Lawyer says Ernie Banks assets worth $16,000
CHICAGO (AP) Cubs great Ernie Banks had assets worth just $16,000 when he died, an attorney for the woman who cared for him during his final years said Tuesday in a contentious court appearance over his will that prompted a judge to demand details.
Cook County Probate Judge James Riley gave caregiver Regina Rice 30 days to provide a full accounting of Banks’ estate at the time of his death last month at age 83.
Rice and Banks’ estranged wife, Elizabeth Banks, have fought over what he wanted done with his remains and who should inherit his estate. Elizabeth Banks prevailed with the remains, having them buried at a cemetery just a few blocks from Wrigley Field even though she said Rice wanted to cremate them.
Banks is now contesting a will that her husband signed in October – without her knowledge, she contends – that specifies that all of his assets go to Rice. An attorney for Ernie Banks’ two sons has also said they will contest the will.
At a short, contentious court hearing Tuesday, Elizabeth Banks’ attorneys expressed surprise that Rice’s attorney’s preliminary estimate of Ernie Banks’ worth was just $16,000. That prompted Riley to order Rice to provide documentation about assets including bank accounts, vehicles and baseball memorabilia. Rice also must seek the judge’s permission before selling assets during the legal fight over the estate.

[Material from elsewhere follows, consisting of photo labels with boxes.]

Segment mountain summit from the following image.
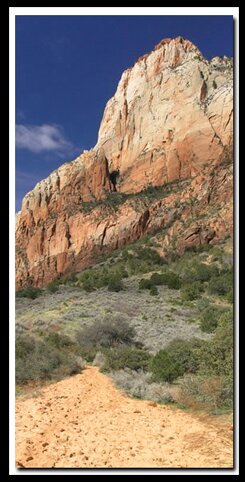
[16,37,233,288]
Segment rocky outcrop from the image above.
[16,37,232,288]
[97,37,233,192]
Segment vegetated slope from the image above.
[16,367,233,468]
[16,238,233,413]
[16,37,233,288]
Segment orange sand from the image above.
[16,367,232,468]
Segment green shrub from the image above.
[198,313,233,378]
[16,286,43,300]
[16,333,81,384]
[181,283,203,301]
[77,320,135,347]
[208,270,233,296]
[103,347,151,371]
[47,279,60,293]
[163,271,181,290]
[139,278,154,290]
[150,286,159,296]
[150,270,181,289]
[80,346,98,363]
[151,339,202,383]
[178,374,233,413]
[44,331,76,349]
[150,350,184,383]
[182,259,219,283]
[108,274,124,292]
[200,305,226,333]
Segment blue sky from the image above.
[16,16,233,210]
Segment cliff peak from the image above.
[16,36,233,287]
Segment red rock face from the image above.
[16,37,232,288]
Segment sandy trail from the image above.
[16,367,232,468]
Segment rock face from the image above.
[97,37,233,192]
[16,37,233,288]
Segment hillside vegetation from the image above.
[16,233,233,413]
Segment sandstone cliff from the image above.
[16,37,233,288]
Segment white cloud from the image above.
[15,124,75,154]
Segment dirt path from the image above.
[16,367,232,468]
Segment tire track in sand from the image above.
[16,367,232,468]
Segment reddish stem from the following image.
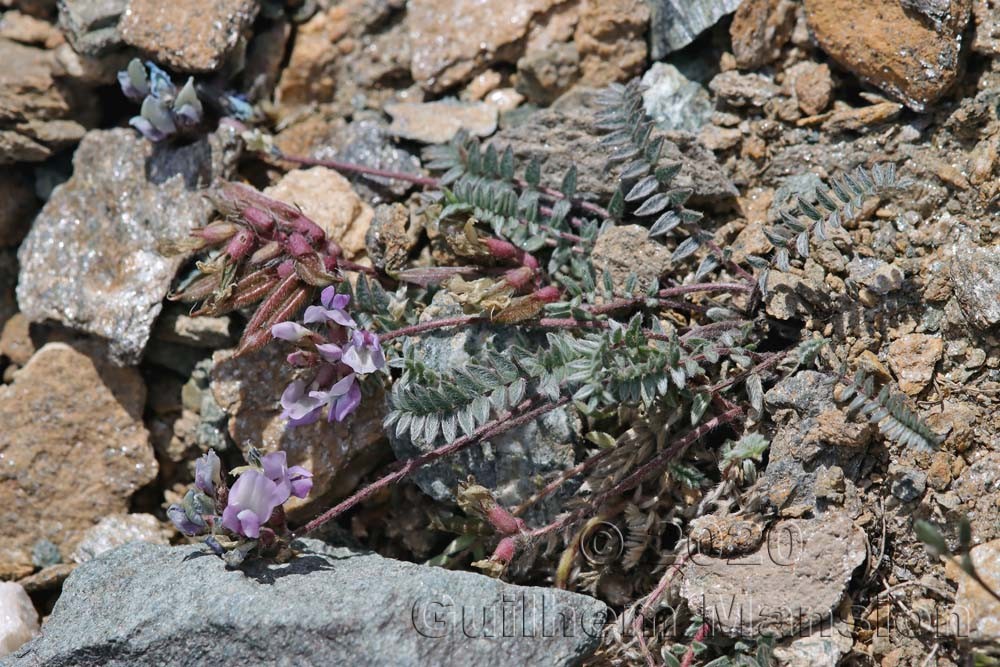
[632,553,690,667]
[681,623,711,667]
[274,151,440,188]
[528,407,743,537]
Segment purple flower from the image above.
[222,469,288,538]
[309,373,361,422]
[271,322,313,343]
[316,343,344,364]
[343,329,385,373]
[167,503,206,536]
[260,452,312,502]
[281,380,323,426]
[194,449,222,498]
[303,285,357,327]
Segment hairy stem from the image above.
[272,151,440,188]
[293,397,570,537]
[528,407,743,538]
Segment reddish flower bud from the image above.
[483,238,522,260]
[486,505,524,535]
[288,215,326,243]
[503,266,535,290]
[226,229,254,260]
[490,537,517,565]
[243,206,274,234]
[285,233,313,257]
[197,222,240,243]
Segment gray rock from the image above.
[647,0,740,60]
[517,42,580,104]
[761,371,874,508]
[708,70,781,107]
[7,540,607,667]
[59,0,128,56]
[385,99,497,144]
[71,514,173,563]
[680,512,868,638]
[389,293,580,517]
[0,249,17,330]
[310,115,422,204]
[642,63,715,132]
[17,129,238,363]
[490,97,738,206]
[950,245,1000,329]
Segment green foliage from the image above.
[840,371,944,451]
[747,163,903,291]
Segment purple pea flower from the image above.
[260,452,312,502]
[271,322,313,343]
[194,449,222,498]
[281,380,323,426]
[309,373,361,422]
[303,285,358,327]
[222,469,289,538]
[343,329,385,374]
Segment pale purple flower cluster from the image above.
[118,58,203,141]
[271,286,385,426]
[167,451,312,542]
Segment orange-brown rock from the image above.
[729,0,795,69]
[805,0,972,111]
[0,343,157,568]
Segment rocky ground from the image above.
[0,0,1000,667]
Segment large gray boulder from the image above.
[4,540,607,667]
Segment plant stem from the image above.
[527,407,743,538]
[292,397,570,537]
[271,151,440,188]
[511,449,615,516]
[379,315,486,343]
[632,553,690,667]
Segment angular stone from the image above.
[212,341,387,521]
[0,343,157,564]
[385,100,497,144]
[642,63,715,132]
[276,113,423,204]
[889,334,944,396]
[729,0,796,69]
[10,540,608,667]
[517,42,580,104]
[264,167,375,259]
[573,0,649,88]
[591,225,672,294]
[949,244,1000,329]
[59,0,129,56]
[120,0,259,72]
[680,511,868,638]
[708,70,780,107]
[17,129,236,363]
[406,0,559,93]
[647,0,741,60]
[805,0,972,111]
[0,38,90,165]
[72,514,173,563]
[0,581,38,658]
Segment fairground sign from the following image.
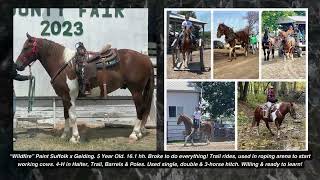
[13,8,148,96]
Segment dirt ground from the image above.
[13,124,156,151]
[167,49,212,79]
[167,141,235,151]
[260,51,306,79]
[238,102,306,150]
[213,49,259,79]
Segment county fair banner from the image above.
[13,8,148,96]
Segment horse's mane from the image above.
[181,113,192,122]
[100,44,111,53]
[37,38,65,47]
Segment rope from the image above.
[28,66,36,113]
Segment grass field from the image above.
[14,125,156,151]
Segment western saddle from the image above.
[75,42,120,97]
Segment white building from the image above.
[166,82,200,142]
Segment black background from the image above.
[0,0,320,180]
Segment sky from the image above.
[172,11,211,31]
[213,11,258,43]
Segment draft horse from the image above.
[16,33,154,143]
[217,23,249,61]
[251,102,297,139]
[279,30,296,60]
[177,114,213,146]
[262,29,277,61]
[181,29,192,68]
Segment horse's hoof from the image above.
[60,132,68,139]
[69,135,80,144]
[137,132,142,139]
[129,133,138,141]
[141,128,148,135]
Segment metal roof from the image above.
[169,12,207,25]
[167,81,200,93]
[277,16,307,24]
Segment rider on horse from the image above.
[263,86,278,118]
[193,107,201,130]
[75,42,91,95]
[178,14,195,47]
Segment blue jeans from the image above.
[193,119,200,129]
[12,90,16,116]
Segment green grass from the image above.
[247,94,266,108]
[14,128,156,151]
[238,111,250,124]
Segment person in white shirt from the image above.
[179,14,195,47]
[193,107,201,129]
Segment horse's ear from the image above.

Rice’s attorney, Linda Chatman, said the estimate was just preliminary, and she noted that the true value of the estate was in the rights to his name and likeness. That means that the estate is likely worth far more, given Ernie Banks’ place in the history of Major League Baseball and in Chicago, where he was a beloved sports figure for decades. In his 19 years as a baseball player, Banks never made more than $75,000 a year.
Banks’ family has accused Rice of coercing the ailing Banks into signing a new will just months before he died.
On Tuesday, though, Elizabeth Banks’ attorney, Thomas Jefson, did not accuse Rice of any wrongdoing.
”There’s no allegation of fraud or embezzlement,” Jefson said, ”We’d just like to know what happened.”